UPS is buying 10,000 connected, electric vans from UK-based startup Arrival — a big jump from the 1,000 or so it currently has. UPS has also taken a minority stake in the company. It is not the only corporate to have done so — KIA and Hyundai bought a €100m stake in the company just two weeks ago. One to watch.

Good reads

Is it time to ditch the title manager?

Yes, it can still keep people a brief frisson when they are promoted to a position where they have staff to manage. Yes, there have been thousands of business books written about the art of management. But the role is increasingly out of date in the modern business world, argues this article in Strategy+Business.

  1. No one — least of all millennials and Gen X — really wants to be managed. There’s too much danger of being micromanaged, which everyone hates.
  2. No one really wants to manage people any more. Modern business is more about the collaboration of minds than one person setting out the rules.
  3. Work is increasingly about solving hazily-understood problems in creative new ways. The idea of managing this according to some kind of blueprint feels more and more ridiculous.

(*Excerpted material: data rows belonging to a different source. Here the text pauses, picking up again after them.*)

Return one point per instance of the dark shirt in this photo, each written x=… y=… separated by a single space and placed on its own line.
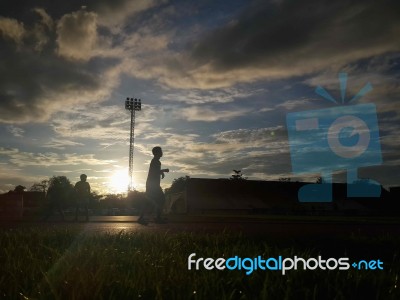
x=154 y=176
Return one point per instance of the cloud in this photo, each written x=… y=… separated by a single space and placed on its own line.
x=206 y=114
x=49 y=159
x=38 y=82
x=114 y=14
x=270 y=40
x=197 y=96
x=294 y=38
x=12 y=29
x=16 y=131
x=60 y=144
x=77 y=35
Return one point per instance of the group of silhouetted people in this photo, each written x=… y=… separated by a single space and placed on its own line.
x=155 y=198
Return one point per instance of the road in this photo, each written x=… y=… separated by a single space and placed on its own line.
x=277 y=228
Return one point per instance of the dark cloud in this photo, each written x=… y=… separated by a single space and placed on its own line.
x=306 y=34
x=36 y=81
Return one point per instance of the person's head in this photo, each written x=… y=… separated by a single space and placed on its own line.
x=157 y=151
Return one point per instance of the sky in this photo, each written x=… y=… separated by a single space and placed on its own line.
x=216 y=79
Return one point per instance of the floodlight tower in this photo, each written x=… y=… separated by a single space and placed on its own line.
x=132 y=105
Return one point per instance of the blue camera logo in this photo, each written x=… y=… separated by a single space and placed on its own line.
x=337 y=138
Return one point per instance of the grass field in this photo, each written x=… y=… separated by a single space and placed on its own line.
x=63 y=262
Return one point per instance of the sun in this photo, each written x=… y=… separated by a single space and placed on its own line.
x=118 y=182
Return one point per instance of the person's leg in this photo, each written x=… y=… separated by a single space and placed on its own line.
x=87 y=212
x=160 y=205
x=143 y=210
x=76 y=210
x=59 y=208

These are the skills the innovation workforce of tomorrow will need

What innovation professionals know about technology goes out of date quickly. But these four broad competencies should help keep you current, argues this MIT Sloan Management Review article.

  1. Omniscience. Well, near omniscience — full omniscience is probably only for the gods. Innovation workers will need to know more about every aspect of business and especially the connections between them.
  2. Entrepreneurial mindset. You’d think innovation leaders already had this, but we’re talking more — more rogue, more hacking, more just-get-it-done mentality.
  3. Bottom-line focus. Yes, if it isn’t likely to ever make or save money, you probably shouldn’t be developing it.
  4. Ethical intelligence. There’s a new kind of intelligence to join emotional intelligence and just plan intelligence. As artificial intelligence becomes more powerful humans increasingly need to provide an ethical lens.

How to do moonshots

Google’s captain of moonshots, Astro Teller, explains how it is done and why it is often actually easier to make something 10x better than to make it 10% better.